In 1997 Straydog Theatre, under the direction of Simon Godwin and the music direction of Peter Tregear, performed the work in the historic Cambridge Festival Theatre. Tregear reconstructed the score for the vocal and instrumental forces that Samuel Arnold had at his disposal at the Haymarket Theatre. The production was remounted for a season at the Battersea Arts Centre in 1998.

Composer James McConnel was commissioned to compose a score for Inkle'n Yarico in 1997, and this was performed at the 1999 Edinburgh Festival, starring Michael McCarthy (Inkle) and Natalie Tinn (Yarico).

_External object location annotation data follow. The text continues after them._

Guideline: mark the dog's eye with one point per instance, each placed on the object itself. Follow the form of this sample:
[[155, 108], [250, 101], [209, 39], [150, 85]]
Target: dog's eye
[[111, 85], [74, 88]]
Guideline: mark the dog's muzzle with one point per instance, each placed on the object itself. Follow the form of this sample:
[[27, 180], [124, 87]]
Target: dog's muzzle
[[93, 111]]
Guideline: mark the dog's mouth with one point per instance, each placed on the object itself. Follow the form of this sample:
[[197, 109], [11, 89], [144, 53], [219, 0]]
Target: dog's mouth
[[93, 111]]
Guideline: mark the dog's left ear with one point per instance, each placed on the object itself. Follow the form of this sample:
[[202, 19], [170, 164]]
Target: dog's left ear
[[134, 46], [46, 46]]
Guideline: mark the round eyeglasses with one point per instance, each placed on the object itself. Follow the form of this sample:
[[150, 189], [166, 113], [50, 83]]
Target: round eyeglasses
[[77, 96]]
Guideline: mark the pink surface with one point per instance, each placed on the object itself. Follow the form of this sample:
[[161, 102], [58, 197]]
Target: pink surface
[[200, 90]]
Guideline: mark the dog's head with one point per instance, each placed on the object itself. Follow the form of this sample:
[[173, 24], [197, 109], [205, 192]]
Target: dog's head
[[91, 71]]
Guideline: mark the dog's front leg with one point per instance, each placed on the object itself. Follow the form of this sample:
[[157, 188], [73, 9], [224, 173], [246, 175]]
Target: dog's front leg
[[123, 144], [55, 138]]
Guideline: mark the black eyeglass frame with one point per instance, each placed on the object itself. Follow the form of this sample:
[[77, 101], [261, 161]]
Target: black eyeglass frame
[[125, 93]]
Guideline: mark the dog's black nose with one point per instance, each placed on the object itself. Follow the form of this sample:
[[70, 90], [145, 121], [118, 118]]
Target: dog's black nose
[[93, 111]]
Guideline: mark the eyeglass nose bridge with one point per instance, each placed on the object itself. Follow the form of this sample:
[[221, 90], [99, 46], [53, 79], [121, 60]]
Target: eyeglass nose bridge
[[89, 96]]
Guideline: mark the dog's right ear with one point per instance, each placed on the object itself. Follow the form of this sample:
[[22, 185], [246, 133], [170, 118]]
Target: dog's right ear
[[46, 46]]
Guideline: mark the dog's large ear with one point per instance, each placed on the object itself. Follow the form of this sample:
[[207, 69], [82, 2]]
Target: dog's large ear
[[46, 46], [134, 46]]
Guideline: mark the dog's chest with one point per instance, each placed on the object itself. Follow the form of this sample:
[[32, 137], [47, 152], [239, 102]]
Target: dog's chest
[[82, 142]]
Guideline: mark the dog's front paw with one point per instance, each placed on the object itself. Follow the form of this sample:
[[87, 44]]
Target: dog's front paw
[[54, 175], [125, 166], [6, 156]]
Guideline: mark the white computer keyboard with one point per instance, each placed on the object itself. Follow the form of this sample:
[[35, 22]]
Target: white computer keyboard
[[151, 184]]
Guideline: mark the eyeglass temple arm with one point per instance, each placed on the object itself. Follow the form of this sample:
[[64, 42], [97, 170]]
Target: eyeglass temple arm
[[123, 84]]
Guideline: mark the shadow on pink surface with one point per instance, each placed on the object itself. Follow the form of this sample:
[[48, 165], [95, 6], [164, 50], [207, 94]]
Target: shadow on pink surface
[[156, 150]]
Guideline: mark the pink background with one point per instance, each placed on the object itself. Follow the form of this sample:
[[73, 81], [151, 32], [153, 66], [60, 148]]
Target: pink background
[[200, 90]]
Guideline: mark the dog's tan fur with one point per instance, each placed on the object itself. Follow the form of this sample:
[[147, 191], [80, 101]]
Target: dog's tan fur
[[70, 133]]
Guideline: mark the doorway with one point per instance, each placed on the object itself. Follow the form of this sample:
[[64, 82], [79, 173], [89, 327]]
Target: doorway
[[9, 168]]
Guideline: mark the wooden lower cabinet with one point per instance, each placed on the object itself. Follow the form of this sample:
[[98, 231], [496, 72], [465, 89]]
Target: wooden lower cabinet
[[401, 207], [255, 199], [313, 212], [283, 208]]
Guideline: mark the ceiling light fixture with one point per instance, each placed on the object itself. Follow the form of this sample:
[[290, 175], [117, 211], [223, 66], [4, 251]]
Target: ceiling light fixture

In 2006, another reconstruction of Arnold's original opera was performed by Opera East at Magdalene College, Cambridge, conducted by Oliver Gooch and directed by Alistair Boag. The libretto was prepared by Richard Luckett and the score was orchestrated by Benjamin Chewter, again for the forces that Samuel Arnold had at his disposal at the Haymarket Theatre.

In 2015, John and Jodie Kidd produced a new musical based on the story at the London Theatre Workshop. General managed by Crow and Elk. It ran from 17 February to 28 March. Composed by James McConnel and lyrics by Carl Miller. Directed by Emily Grey, Musical Director Zara Nunn, Lighting Design Matt Haskins, Set, and costume design Sarah Beaton. A teaser video was released on YouTube.